The calorie counts across the board are notably modest compared to comparable dessert options at other chains. 140 calories for the Greyston Blondie and 150 for the Greyston Brownie are numbers that genuinely surprise most people when they first look at them. If you are tracking macros or calories, these are some of the more manageable dessert additions you will find anywhere in the fast-casual space.
My Honest Ranking of the Cava Desserts Menu
Since you are reading this expecting a real opinion and not a diplomatic non-answer, here is exactly where I stand after ordering every item on this menu more times than I can accurately count.
The Salted Chocolate Oat Cookie takes the top spot for me. It is the most complex flavor experience of the three, the most satisfying texturally, and the kind of thing I find myself thinking about when I am planning my next Cava visit. If you only try one item from this menu in your life, let it be this one.
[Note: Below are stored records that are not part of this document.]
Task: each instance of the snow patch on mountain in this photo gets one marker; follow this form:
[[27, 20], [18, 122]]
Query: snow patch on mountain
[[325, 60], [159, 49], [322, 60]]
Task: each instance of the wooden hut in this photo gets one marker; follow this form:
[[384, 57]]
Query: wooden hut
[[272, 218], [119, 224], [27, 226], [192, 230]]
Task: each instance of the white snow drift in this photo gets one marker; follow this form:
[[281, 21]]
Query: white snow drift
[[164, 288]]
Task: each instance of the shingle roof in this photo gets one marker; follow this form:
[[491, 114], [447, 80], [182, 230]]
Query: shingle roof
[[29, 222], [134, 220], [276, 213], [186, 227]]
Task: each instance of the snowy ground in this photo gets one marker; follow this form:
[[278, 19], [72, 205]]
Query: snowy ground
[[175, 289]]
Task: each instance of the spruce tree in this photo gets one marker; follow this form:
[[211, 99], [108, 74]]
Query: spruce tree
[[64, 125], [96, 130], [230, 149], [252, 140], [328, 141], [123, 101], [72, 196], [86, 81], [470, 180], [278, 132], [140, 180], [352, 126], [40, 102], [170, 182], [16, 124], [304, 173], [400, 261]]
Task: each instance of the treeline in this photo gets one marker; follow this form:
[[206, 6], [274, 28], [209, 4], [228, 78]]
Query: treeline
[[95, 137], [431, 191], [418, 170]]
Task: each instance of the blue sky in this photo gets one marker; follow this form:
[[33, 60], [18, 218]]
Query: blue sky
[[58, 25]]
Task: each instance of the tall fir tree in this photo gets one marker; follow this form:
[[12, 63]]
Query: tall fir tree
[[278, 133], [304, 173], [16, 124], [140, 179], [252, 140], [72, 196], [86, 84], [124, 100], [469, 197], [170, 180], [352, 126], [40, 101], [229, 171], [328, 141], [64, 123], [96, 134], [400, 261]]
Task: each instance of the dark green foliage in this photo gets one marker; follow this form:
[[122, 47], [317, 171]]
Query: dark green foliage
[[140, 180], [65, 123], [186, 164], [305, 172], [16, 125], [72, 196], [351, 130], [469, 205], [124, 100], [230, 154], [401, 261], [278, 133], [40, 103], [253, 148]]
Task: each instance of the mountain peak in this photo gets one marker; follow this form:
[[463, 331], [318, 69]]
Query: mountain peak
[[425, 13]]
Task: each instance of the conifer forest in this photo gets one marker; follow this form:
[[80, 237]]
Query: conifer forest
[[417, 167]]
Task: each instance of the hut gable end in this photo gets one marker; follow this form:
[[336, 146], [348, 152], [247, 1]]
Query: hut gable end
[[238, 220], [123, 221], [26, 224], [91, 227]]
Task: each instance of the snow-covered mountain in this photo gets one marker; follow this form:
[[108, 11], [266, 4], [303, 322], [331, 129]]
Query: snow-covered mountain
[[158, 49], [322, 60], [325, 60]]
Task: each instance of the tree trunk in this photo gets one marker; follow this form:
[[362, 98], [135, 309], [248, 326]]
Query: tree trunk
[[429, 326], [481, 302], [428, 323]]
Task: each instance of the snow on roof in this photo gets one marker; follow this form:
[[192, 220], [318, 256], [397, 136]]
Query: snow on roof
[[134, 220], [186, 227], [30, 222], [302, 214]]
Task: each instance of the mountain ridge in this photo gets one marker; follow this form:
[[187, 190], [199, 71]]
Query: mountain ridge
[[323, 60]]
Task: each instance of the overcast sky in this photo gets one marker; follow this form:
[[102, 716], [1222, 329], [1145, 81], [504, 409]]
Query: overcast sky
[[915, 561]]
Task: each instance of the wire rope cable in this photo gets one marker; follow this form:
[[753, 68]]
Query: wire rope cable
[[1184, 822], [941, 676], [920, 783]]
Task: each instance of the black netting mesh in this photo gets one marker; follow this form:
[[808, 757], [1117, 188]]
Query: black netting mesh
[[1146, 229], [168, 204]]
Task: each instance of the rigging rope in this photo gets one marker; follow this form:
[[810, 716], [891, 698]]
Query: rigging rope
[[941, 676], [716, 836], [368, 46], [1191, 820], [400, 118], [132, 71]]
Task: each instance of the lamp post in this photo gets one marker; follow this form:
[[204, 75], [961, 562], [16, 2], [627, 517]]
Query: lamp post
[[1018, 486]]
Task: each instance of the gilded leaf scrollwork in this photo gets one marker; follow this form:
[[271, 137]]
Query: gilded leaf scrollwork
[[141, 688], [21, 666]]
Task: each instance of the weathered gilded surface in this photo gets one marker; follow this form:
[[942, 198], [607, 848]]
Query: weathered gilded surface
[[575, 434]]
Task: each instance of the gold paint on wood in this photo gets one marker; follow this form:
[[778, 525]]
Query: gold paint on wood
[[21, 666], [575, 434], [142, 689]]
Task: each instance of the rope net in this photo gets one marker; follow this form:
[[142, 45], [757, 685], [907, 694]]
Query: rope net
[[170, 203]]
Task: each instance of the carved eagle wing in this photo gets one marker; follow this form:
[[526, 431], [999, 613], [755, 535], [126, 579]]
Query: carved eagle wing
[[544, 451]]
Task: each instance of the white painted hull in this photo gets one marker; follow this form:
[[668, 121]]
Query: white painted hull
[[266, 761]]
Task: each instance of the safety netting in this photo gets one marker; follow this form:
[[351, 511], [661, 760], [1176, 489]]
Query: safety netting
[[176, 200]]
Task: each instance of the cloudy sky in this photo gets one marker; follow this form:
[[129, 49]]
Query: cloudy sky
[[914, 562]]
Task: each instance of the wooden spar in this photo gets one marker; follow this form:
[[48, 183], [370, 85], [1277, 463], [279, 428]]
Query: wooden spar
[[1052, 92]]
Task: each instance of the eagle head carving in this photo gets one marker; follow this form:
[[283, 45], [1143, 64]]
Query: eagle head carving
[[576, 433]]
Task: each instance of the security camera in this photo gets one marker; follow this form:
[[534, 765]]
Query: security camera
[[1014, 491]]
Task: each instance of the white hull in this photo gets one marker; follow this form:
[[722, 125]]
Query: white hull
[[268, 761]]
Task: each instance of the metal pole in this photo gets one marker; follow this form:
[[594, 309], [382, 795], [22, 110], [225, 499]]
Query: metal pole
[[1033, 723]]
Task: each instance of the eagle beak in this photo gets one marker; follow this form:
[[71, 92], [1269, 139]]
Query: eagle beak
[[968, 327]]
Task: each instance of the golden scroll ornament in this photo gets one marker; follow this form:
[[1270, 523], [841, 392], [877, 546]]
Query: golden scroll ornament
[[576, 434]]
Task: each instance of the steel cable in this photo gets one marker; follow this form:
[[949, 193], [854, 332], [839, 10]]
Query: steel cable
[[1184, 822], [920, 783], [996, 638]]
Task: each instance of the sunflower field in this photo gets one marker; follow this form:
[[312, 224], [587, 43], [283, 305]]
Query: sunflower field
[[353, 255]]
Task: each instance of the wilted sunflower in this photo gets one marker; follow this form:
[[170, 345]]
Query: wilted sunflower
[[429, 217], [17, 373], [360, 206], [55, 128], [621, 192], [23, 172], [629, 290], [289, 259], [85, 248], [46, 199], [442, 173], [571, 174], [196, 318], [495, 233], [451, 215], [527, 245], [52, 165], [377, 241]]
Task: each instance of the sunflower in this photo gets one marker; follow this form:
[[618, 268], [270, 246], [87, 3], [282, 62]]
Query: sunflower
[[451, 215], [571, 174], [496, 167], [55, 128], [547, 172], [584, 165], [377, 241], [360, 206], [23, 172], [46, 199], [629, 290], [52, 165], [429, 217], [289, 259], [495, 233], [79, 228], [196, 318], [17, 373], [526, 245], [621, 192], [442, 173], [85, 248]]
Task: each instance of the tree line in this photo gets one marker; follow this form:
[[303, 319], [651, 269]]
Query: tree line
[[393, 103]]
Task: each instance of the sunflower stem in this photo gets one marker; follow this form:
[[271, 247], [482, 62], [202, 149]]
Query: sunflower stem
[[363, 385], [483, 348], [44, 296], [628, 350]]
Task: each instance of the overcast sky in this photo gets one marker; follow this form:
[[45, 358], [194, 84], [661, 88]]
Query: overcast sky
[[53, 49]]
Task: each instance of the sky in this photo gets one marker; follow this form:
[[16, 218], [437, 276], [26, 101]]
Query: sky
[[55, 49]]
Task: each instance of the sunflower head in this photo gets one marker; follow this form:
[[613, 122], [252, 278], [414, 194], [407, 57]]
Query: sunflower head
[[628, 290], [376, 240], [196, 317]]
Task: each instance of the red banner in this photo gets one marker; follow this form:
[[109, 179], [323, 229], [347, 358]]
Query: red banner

The Greyston Blondie is second, and honestly it is closer to first than the gap might suggest. The calorie count makes it the smartest order for anyone keeping an eye on their intake, and the flavor is genuinely good. This is the one I recommend to people who are skeptical that a 140-calorie dessert can actually satisfy them. It consistently changes their minds.
The Greyston Brownie rounds out the three, and I want to be clear that finishing last in this particular ranking is not an insult. It is a very good brownie. It is consistent, reliable, and built by a bakery that knows what it is doing. If brownies are your dessert format of choice, this will not let you down.
The Final Word on the Cava Desserts Menu
Here is the truth about the Cava Desserts Menu that I want you to walk away with. This is not a section of the menu designed to compete with a proper pastry program or a dedicated dessert bar. It is not trying to be that. What it is, is a carefully selected group of three high-quality baked goods that give you a meaningful, satisfying, and affordable way to finish your meal.
The Greyston partnership elevates the whole thing from a practical standpoint, both in terms of product quality and in terms of what your purchase actually supports. The price point at $3.25 across the board removes any real barrier to adding one of these to your order. And the calorie counts are honest and accessible in a way that fast-casual desserts rarely manage to be.
Next time you are building your Cava bowl and you hear that small voice suggesting you might want something sweet at the end, listen to it. The Salted Chocolate Oat Cookie, the Greyston Blondie, and the Greyston Brownie are all there waiting, and none of them will disappoint you.